MS Playwright is a framework for web testing and automation. Playwright supports programmatic control of Chromium and Firefox browser and also integrates WebKit engine. Headless mode is supported and enabled by default, thus making it possible to run your automations in environments that have no GUI support (lightweight virtual private servers, Docker containers and so on). Playwright is written in JavaScript, but has official bindings for Python, C#, TypeScript and Java. Think of Playwright as more modern equivalent of things like Selenium and Puppetteer that solve some of the problems associated with these technologies (e.g. crashes in your code due to race conditions). Since Python is commonly used for gray hat automation, we will experiment with Python version of Playwright API with the need to evade automation countermeasures in mind.

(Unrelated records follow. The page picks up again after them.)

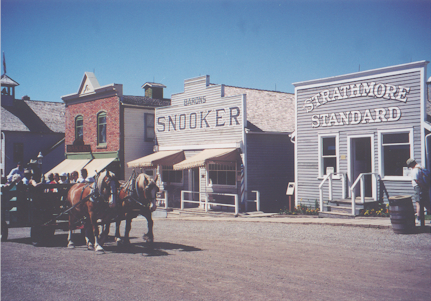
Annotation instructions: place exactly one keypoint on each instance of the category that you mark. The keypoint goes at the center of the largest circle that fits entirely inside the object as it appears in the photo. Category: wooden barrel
(402, 214)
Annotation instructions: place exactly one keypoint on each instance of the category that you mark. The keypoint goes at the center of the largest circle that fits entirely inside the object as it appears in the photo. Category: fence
(207, 203)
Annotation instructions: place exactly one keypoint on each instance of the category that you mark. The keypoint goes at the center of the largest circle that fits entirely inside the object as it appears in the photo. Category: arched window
(101, 128)
(79, 127)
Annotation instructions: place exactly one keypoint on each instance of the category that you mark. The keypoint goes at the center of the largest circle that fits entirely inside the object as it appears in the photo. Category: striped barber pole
(242, 185)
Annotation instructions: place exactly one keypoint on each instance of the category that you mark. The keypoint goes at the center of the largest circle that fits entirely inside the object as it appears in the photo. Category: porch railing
(361, 181)
(207, 202)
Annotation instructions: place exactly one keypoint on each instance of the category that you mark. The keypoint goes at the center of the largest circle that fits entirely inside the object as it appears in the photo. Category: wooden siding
(307, 137)
(270, 167)
(134, 137)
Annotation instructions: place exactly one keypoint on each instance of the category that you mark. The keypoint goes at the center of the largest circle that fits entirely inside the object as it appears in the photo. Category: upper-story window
(79, 127)
(101, 128)
(149, 127)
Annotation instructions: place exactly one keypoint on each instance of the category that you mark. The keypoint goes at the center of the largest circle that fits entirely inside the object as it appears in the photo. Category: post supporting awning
(216, 155)
(158, 158)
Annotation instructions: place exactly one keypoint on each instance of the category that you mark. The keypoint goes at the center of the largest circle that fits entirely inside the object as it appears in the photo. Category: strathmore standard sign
(204, 119)
(371, 90)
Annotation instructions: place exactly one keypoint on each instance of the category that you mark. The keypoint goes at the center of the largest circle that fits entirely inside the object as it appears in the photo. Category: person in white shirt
(421, 194)
(63, 178)
(84, 178)
(19, 169)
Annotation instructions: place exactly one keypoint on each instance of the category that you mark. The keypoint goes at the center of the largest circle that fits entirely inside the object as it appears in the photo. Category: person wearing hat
(421, 194)
(63, 178)
(19, 169)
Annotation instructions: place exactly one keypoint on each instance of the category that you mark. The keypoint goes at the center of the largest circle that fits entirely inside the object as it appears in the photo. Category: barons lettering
(372, 89)
(194, 101)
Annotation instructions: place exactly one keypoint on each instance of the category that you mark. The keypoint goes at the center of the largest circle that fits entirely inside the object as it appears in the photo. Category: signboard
(78, 148)
(201, 116)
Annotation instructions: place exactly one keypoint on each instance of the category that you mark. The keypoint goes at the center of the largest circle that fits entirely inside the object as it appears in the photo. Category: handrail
(257, 201)
(330, 196)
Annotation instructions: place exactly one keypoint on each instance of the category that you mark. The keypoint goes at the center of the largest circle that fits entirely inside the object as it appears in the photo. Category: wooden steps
(342, 208)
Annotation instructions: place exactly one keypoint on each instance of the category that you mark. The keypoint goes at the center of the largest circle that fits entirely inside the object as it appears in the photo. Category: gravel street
(223, 260)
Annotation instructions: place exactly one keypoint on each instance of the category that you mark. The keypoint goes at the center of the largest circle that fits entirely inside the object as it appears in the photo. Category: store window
(328, 152)
(395, 150)
(79, 128)
(169, 175)
(222, 174)
(149, 127)
(101, 128)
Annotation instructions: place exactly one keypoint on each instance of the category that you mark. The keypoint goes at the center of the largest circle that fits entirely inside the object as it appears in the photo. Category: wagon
(42, 208)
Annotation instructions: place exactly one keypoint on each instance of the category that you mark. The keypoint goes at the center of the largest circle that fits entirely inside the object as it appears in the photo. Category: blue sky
(256, 44)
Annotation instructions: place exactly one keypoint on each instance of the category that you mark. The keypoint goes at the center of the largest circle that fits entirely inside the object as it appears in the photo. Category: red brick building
(105, 128)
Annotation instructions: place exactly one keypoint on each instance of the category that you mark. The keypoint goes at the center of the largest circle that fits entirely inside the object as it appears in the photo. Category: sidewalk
(366, 222)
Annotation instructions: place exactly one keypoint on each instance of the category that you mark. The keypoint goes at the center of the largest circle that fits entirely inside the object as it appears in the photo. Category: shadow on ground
(144, 248)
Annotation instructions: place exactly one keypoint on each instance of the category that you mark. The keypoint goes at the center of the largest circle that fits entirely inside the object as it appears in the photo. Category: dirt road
(213, 260)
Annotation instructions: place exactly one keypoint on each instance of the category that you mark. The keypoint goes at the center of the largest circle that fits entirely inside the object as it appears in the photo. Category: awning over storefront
(68, 166)
(159, 158)
(216, 155)
(97, 165)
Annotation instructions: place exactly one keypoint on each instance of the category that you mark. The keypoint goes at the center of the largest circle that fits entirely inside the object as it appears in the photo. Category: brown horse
(92, 201)
(137, 196)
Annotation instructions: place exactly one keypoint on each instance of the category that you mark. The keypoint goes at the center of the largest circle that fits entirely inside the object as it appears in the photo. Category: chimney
(153, 90)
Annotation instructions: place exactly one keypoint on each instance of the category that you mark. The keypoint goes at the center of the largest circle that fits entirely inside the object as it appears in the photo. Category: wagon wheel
(4, 231)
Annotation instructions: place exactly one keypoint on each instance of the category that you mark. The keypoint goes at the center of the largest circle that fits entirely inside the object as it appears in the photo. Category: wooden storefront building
(355, 132)
(218, 141)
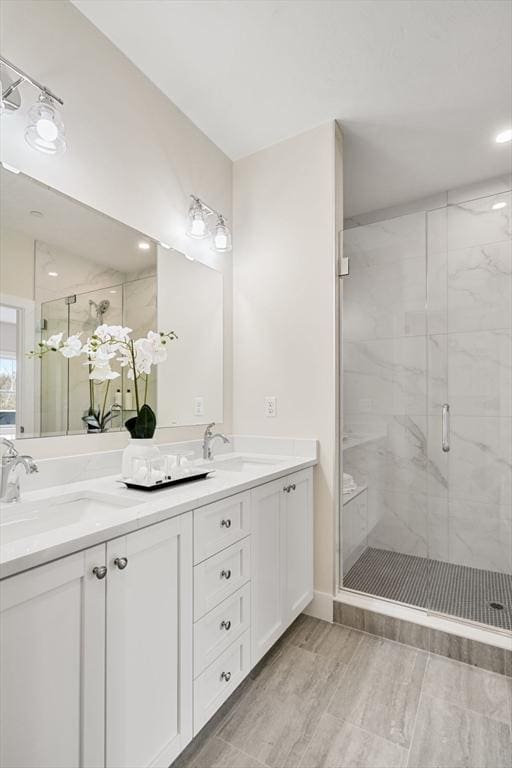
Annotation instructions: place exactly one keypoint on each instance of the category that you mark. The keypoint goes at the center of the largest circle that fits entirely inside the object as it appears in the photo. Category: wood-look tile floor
(332, 697)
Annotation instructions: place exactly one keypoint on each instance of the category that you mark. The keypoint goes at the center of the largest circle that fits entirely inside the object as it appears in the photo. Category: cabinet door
(298, 536)
(52, 629)
(149, 645)
(268, 556)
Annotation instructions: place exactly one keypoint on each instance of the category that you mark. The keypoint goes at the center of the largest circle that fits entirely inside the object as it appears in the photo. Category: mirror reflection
(66, 270)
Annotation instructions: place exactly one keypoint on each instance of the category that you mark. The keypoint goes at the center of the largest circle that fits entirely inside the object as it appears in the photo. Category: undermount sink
(25, 519)
(242, 463)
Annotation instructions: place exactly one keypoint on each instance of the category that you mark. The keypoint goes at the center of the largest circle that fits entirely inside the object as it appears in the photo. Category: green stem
(104, 403)
(132, 351)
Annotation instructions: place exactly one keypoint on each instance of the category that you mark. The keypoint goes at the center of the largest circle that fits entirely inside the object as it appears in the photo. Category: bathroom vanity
(128, 618)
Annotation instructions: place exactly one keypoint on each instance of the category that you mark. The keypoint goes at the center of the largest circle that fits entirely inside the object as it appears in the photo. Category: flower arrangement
(111, 344)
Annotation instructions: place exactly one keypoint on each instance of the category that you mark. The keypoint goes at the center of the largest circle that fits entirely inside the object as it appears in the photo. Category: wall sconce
(198, 229)
(45, 129)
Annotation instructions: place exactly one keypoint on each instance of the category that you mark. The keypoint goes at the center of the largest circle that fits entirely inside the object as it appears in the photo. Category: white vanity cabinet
(282, 556)
(114, 657)
(52, 630)
(149, 645)
(96, 655)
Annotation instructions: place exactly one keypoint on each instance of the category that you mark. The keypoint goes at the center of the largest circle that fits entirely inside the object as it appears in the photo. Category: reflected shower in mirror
(67, 269)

Let us install Playwright first in Python development enviromnent. This is fairly simple:
- Run
pip3 install playwright
to install Playwright Python module with CLI tool. - Run
playwright install
to install instances of browsers that Playwright manages for you. - Run
playwright install-deps
to install other dependencies that Playwright needs to run. Depending on your enviroment this might not be needed.
With these 3 steps I was able to get Playwright working on $5 Digital Ocean server within minutes.
Now let us do our first experiment. Let’s modify some sample code to try loading two sites with all 3 browsers Playwright supports:
- ifconfig.me - gives us page with source IP address and headers within HTTP request.
- StockX - prominent sneaker marketplace that is protected by PerimeterX and Cloudflare anti-botting technologies.
#!/usr/bin/python3
from playwright.sync_api import sync_playwright
with sync_playwright() as p:
for url in ["https://www.stockx.com", "https://ifconfig.me"]:
for browser_type in [p.chromium, p.firefox, p.webkit]:
browser = browser_type.launch()
page = browser.new_page()
page.goto(url)
print(page.title())
domain = url.split("//")[-1]
page.screenshot(path=f'example-{domain}-{browser_type.name}.png')
browser.close()
example-ifconfig.me-chromium.png
example-www.stockx.com-chromium.png
We see that string Headless
is included into User-Agent header and that an attempt to load StockX page instantly
fails due to be being detected by PerimeterX.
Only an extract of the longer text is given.